LONG BEACH, June 8 – US container ports will eventually return to a more normal state following two years of disruption by the coronavirus pandemic, with greater balance between imports and exports expected than in recent years. But it will be at least another year – and possibly two – before anything like the pre-pandemic “normal” returns.
That’s the view of seasoned experts and it means plenty of business for the US trucking industry, particularly the drayage sector, with little or no let-up in cargo coming across the Pacific for the foreseeable future. While there could be a spike or surge in throughput, there’s unlikely to be a dip – barring any further quirks of the unpredictable coronavirus pandemic.
“If we were to look at the first four months of 2022 versus the first four months of 2019 pre-pandemic, in terms of us containerized imports from Asia, those volumes were up 31%, which is a growth rate that far exceeds anything that had been seen in the decade prior to that point,” said Peter Tirschwell, Vice President for Maritime & Trade at S&P Global Market Intelligence.
Improvements coming
As a result of that 31% growth rate, Tirschwell told the Agribusiness Supply Chain Forum, “you are now seeing a fairly disrupted situation right now in North America, which has to play itself out before there’s going to be any real normalcy that is restored.”
“As time goes on, I think that we could potentially see some moderating this year which would, hopefully, begin to restore the system back to some level of normalcy,” Tirschwell told the online audience on June 7.
Gene Seroka, Executive Director of the Port of Los Angeles, sees the return to normalcy taking a little longer than the present year, telling CNN the same day that it will be “some time” before everything gets back to pre-pandemic levels and that means “probably the second half of 2023.”
Seroka said his port has seen “no precipitous drop in cargo volume” through 11 weeks of the lockdown in Shanghai, saying that “the folks in China, specifically the central government and the ports have prioritized that cargo, including the trans-Pacific runs here to Los Angeles, and Southern California cargo volume output has been very steady.”
Delays are inevitable
He did acknowledge that “with all of this cargo flowing, the lockdowns, and all the other variables in the supply chain equation, it’s taking cargo a little bit longer to leave the port of Shanghai to go inland in China,” referring to exports from the US, Europe and other Asia countries.
That means there are “hundreds of ships” backed up outside the port of Shanghai waiting to be unloaded, reloaded and sent back to sea.
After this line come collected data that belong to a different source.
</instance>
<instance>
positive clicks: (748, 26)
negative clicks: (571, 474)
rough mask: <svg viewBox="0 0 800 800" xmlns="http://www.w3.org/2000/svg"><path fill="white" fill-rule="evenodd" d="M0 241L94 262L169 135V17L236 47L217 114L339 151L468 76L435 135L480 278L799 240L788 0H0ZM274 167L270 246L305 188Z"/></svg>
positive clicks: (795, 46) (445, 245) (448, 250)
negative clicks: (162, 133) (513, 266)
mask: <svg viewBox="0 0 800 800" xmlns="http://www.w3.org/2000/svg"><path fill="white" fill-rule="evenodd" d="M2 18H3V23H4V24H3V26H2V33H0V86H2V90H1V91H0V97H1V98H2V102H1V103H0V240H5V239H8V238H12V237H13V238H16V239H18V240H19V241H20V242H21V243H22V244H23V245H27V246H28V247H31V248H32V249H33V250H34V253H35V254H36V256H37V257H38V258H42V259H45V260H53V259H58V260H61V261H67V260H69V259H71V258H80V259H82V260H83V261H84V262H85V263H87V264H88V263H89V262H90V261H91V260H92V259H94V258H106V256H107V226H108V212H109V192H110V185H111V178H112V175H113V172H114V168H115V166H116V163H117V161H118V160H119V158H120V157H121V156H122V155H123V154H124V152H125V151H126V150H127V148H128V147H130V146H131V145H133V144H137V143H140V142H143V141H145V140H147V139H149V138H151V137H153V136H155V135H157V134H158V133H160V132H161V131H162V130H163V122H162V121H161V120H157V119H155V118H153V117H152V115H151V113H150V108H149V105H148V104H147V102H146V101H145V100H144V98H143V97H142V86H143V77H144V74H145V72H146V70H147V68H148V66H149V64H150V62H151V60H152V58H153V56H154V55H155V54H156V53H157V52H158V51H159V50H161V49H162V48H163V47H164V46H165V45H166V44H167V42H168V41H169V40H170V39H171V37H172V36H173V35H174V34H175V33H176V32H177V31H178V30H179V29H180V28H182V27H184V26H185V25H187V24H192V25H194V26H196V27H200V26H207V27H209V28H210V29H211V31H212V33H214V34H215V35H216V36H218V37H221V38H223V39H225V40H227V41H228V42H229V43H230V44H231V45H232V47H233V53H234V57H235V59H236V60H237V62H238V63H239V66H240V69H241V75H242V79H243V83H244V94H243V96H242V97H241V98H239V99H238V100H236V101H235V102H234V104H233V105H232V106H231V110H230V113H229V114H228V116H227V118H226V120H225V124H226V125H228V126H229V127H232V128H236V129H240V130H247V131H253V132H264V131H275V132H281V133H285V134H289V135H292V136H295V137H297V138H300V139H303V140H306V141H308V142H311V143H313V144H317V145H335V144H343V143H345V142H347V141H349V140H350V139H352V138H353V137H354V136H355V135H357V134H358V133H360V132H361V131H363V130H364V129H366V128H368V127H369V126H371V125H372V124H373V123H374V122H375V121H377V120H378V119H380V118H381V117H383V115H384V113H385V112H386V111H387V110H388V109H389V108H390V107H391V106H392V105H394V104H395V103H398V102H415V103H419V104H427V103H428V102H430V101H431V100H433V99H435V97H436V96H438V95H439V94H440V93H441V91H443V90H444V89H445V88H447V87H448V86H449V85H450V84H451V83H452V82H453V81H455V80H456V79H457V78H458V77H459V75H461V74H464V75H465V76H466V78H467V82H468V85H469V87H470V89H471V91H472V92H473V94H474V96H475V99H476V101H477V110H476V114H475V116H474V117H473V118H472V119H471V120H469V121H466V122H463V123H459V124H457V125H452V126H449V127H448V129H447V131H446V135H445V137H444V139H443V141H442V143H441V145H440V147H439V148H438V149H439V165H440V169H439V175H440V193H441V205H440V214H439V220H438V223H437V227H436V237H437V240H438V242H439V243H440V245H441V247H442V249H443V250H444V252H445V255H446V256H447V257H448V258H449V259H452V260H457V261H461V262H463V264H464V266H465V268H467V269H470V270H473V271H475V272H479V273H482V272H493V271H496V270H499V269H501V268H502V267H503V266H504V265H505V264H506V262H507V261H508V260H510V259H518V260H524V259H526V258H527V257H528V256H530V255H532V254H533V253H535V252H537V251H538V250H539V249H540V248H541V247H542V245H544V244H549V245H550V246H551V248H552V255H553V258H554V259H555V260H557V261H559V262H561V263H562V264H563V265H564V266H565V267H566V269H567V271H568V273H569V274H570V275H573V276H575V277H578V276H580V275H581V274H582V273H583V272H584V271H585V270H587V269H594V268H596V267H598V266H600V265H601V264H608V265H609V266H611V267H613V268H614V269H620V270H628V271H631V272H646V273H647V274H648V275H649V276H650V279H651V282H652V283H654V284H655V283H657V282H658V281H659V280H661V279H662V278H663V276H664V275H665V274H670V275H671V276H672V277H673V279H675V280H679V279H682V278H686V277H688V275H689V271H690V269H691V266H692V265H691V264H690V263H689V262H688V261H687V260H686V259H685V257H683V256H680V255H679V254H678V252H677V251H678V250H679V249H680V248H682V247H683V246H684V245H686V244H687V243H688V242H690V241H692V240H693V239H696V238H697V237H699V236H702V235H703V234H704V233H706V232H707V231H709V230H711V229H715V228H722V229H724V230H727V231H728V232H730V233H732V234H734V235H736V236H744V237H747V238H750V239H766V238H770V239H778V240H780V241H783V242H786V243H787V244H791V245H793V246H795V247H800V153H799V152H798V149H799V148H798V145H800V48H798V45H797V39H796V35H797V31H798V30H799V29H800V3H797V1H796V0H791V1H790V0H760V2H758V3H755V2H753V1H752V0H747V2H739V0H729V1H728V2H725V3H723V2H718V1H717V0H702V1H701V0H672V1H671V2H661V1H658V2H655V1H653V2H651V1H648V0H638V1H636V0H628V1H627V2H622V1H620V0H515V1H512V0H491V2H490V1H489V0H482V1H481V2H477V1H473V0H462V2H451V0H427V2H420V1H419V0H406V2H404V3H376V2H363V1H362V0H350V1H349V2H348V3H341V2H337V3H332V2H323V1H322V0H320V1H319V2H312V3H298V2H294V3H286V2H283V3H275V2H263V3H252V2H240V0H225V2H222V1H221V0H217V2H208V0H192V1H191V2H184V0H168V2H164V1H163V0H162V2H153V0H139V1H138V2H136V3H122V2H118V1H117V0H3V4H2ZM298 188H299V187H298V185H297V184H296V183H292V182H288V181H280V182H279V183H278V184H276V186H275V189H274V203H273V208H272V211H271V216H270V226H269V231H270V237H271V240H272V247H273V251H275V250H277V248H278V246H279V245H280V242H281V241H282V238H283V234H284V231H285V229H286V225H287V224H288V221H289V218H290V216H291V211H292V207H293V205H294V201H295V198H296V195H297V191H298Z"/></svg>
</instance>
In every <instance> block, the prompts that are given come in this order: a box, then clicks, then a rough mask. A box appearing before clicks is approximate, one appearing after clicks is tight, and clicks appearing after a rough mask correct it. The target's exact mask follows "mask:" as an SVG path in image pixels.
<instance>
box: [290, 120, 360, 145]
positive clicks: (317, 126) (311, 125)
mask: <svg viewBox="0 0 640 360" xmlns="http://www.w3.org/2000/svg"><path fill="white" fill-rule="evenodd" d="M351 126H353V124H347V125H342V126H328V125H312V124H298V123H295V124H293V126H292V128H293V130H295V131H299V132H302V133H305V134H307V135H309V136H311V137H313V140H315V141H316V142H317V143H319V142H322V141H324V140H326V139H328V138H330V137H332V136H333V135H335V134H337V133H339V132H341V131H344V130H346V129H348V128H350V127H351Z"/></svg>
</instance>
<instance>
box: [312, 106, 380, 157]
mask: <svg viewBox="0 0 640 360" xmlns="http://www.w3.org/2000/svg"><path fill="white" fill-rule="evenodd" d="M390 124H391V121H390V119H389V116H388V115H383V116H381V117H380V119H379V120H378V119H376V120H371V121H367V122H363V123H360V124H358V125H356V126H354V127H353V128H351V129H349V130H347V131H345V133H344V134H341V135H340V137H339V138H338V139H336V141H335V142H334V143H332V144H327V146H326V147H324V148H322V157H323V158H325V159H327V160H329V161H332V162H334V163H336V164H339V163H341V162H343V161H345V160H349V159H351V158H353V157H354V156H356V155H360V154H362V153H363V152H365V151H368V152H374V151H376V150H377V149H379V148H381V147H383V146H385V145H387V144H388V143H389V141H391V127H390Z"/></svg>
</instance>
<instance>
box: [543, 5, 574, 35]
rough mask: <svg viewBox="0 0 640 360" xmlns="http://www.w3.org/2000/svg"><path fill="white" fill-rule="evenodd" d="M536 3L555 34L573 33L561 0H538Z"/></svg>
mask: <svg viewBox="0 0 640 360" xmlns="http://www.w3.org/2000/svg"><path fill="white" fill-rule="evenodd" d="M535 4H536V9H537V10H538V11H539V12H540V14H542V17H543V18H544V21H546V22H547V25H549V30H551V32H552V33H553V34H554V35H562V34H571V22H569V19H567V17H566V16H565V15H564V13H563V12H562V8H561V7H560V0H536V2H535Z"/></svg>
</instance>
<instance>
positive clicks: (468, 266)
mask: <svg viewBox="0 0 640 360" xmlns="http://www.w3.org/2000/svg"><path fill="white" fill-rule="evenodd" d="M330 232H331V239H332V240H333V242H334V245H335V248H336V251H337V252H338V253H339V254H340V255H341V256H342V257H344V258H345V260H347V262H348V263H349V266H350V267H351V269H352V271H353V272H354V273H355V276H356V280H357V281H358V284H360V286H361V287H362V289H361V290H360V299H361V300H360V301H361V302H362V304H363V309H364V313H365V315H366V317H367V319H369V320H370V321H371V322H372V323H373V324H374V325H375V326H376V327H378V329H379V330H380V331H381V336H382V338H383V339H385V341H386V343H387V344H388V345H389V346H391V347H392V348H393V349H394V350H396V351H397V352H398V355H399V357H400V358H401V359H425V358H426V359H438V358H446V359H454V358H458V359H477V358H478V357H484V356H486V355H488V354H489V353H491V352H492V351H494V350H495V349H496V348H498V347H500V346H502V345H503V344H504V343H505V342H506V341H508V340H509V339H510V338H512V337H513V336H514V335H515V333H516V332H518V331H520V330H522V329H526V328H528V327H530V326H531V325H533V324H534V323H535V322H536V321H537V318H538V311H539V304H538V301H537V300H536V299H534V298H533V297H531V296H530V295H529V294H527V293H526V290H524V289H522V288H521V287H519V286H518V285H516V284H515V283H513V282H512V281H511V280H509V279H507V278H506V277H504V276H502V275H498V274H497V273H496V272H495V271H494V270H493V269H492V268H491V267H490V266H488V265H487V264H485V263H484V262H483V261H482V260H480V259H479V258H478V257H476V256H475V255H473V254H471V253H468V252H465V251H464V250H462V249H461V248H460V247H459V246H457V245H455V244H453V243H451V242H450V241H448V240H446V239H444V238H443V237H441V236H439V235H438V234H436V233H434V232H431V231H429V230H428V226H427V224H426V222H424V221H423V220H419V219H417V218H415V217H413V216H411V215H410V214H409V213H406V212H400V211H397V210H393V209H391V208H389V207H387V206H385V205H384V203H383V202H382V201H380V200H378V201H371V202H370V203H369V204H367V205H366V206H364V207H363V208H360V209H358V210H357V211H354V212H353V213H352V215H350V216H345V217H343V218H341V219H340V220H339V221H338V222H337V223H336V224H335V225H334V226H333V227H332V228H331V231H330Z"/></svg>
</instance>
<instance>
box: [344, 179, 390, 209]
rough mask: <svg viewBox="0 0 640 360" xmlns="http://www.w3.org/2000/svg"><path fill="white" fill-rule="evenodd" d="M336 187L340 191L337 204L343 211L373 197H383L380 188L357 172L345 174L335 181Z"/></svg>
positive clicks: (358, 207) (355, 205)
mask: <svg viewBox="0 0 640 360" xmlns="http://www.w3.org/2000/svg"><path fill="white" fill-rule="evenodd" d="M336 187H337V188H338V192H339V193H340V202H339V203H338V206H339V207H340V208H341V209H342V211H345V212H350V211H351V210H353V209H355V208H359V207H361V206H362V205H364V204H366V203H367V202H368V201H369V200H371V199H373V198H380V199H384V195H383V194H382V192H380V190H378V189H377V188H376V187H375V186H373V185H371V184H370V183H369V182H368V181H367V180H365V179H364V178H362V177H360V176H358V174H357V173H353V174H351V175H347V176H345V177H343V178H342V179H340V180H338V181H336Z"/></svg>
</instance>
But he downplayed the idea of any major surge in cargo heading back across the Pacific, saying that many of the ships off Shanghai are involved in inter-Asia trade.
In any case, he said, “as the cargo continues to flow through these ports, delays are to be expected, but the folks on the ground are managing this very well.”
Fanfare as Shanghai re-opens
Shanghai formally lifted its lockdown on June 1 and, according to VesselsValue, a shipping data provider, the average waiting time for a container vessel has been reduced by nearly 45%, dropping to 31 hours at Shanghai Port from a peak of 69 hours in late April.
On June 7, the South China Morning Post reported that most major shipping lines have made plans to return to the “dozens of harbors” along Shanghai’s 200-kilometer coast, “looking to secure more orders from exporters getting back on their feet” after the lifting of the lockdowns.
“There has been fanfare surrounding port operations in Shanghai because container cargoes and carriers are returning to the city in droves,” Xiong Hao, an assistant general manager at Shanghai Jump International Shipping, told the paper. “Exporters are eager to send their shipments overseas, even with the higher freight costs.”
Seroka acknowledged that there will be an “uptick” in the amount of cargo heading across the Pacific to the Port of Los Angeles, but “not as dramatic” as some observers have called for and he suggested his facility is up to the challenge.
“The speed by which the cargo is being unloaded is now best in class,” he said. “Once again, we’re also seeing the flow of cargo improving on our docks, going out into the domestic economy here in the United States with those wait times of containers, starting to come down in noticeable levels.”
Those improvements in discharging cargo have been achieved despite the spectacular rise in throughput, with Seroka noting that “We had our best first quarter on record and second-best April ever. And when we announce our May numbers this Friday, they will be sensational.”
In a word, there will be no shortage of containers coming down the pike.